Para que quedara constancia de la nueva vendeta reproduje los fragmentos
más significativos de ese discurso abyecto en el número 1 de la revista Encuentro de la cultura cubana, una publicación que fundé en Madrid en 1996 junto a
amigos del exilio y de la isla, con la intención de contribuir a que Cuba descubra por fin los caminos de la democracia y del consenso, supere el odio y la
sed de venganza, y desarrolle la memoria histórica y la capacidad de análisis
crítico como fundamentos de un futuro de paz.

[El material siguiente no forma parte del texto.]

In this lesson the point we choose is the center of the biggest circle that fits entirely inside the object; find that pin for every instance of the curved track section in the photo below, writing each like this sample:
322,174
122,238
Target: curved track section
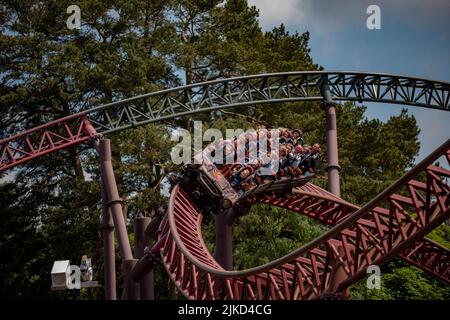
389,225
222,94
330,210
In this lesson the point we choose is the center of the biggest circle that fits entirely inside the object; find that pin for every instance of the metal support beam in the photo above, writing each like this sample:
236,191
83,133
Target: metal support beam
108,249
333,168
141,241
115,206
224,241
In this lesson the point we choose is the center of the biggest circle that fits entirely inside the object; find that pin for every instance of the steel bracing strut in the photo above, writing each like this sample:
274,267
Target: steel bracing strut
389,225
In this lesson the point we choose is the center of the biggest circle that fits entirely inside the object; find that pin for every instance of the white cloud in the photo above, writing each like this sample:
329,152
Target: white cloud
323,17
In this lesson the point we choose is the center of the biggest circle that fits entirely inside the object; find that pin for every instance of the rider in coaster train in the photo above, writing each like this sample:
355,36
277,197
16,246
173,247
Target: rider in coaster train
242,178
297,137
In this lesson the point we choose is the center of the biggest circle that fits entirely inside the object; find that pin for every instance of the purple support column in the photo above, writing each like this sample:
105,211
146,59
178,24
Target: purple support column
115,206
141,241
108,249
224,241
333,167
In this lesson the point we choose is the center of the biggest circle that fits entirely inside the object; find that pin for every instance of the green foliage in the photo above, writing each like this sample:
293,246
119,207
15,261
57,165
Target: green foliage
401,282
268,233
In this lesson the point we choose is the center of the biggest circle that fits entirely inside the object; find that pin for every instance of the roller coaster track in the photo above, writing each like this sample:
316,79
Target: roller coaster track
217,95
392,223
360,236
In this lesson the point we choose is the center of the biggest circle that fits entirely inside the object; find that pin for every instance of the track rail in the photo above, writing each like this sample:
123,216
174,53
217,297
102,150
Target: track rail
222,94
391,224
330,210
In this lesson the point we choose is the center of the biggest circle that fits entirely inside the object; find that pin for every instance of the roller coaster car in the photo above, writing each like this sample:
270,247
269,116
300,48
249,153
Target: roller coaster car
213,193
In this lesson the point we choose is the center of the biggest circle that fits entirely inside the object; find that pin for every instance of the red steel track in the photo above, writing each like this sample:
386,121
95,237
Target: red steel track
39,141
393,223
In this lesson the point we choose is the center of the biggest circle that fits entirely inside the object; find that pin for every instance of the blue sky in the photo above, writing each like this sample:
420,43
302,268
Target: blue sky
414,39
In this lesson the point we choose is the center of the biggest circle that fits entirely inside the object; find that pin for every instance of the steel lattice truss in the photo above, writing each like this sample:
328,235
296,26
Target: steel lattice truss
222,94
391,224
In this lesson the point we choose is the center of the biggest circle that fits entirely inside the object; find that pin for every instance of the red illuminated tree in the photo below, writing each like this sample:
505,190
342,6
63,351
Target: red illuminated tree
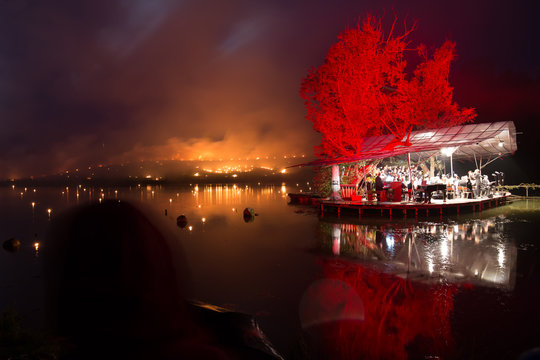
362,89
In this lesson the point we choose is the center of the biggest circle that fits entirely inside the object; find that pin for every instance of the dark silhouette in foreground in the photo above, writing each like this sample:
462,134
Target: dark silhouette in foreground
116,288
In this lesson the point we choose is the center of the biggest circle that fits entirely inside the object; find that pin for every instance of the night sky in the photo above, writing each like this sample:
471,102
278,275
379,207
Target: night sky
102,82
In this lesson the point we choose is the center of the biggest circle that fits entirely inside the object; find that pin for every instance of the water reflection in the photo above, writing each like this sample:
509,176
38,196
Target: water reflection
474,251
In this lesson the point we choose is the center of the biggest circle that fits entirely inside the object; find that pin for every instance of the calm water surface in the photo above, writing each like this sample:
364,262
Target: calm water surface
463,287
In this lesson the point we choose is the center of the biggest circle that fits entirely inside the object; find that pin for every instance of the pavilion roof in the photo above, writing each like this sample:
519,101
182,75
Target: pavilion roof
481,140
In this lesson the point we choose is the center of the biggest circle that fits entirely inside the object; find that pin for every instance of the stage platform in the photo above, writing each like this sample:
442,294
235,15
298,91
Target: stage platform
402,209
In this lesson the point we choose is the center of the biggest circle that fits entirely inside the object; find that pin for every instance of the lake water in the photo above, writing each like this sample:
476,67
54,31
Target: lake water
462,287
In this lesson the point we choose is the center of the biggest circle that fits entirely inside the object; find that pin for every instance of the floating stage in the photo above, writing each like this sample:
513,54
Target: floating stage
401,209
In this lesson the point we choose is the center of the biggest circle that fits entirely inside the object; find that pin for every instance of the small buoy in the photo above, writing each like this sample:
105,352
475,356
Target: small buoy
249,214
181,221
12,245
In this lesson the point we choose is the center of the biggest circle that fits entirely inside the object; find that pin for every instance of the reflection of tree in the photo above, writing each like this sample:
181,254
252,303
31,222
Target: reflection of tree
401,318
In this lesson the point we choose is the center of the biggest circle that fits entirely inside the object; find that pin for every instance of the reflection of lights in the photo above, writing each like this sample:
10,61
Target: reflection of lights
390,241
500,255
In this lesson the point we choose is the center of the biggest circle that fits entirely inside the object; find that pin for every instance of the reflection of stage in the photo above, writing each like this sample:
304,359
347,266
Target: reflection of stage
470,252
412,209
358,312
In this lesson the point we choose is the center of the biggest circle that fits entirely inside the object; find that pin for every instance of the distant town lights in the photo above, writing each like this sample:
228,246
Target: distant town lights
448,151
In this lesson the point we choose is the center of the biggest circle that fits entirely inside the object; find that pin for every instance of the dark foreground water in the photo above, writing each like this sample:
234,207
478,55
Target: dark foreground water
464,287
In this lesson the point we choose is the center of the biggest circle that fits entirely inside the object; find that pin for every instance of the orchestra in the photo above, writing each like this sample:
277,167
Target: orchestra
395,183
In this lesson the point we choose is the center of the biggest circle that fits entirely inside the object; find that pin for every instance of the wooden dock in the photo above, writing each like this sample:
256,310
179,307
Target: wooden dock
401,209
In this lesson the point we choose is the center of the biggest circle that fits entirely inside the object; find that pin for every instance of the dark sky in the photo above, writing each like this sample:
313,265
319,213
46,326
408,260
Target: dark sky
87,82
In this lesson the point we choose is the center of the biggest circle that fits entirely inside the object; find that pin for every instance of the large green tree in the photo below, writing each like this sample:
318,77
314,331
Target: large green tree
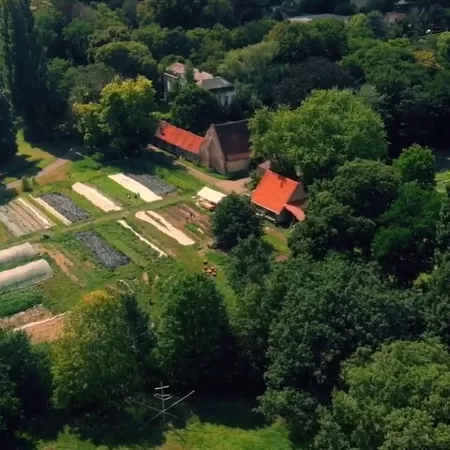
249,262
235,219
418,164
333,308
128,58
23,62
195,109
347,129
314,73
103,353
8,144
195,347
394,398
368,187
25,385
405,244
122,120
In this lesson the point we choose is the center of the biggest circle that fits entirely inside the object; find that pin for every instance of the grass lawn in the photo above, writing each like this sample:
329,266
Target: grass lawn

Entretanto, en la isla, los miembros del Centro de Estudios de América
fueron dispersados como tropas vencidas, como lo habían sido los integrantes
del Departamento de Filosofía 25 años antes. Hugo Azcuy, el mejor y más
ingenuo de todos nosotros, y el que más lejos había llegado en la crítica al castrismo entre los miembros del cea en una serie de ensayos sobre los vacíos
jurídicos de la Cuba contemporánea, no pudo soportar ese reencuentro con
el destino de los humillados en un régimen totalitario y murió de un infarto,
otra de las tantas formas de ser devorado por lo que Sergio Ramírez llamó
«Las fauces de Saturno». Existe un libro estremecedor (Maurizio Giuliano, El
Caso CEA, Ediciones Universal, Miami, 1997), donde se recogen textualmente
las actas de aquel vil proceso inquisitorial, en el que el objetivo consiste en
destrozar la autoestima de los vencidos. Mi espíritu estaba entre ellos, con
ellos. Sé perfectamente que no aprueban mi crítica radical al castrismo, ni mi
decisión de haber permanecido en el exilio, ni tampoco la de editar la revista
Encuentro de la cultura cubana. Pese a ello, yo los consideré, los considero y los
seguiré considerando mis amigos. Sólo deseo que alguna vez tengamos un
país en el que podamos vivir todos, y querernos más allá de nuestros muchos
desacuerdos, y en él varias revistas y periódicos donde discutir pública, democrática, pacífica, civilizadamente nuestras radicales discrepancias.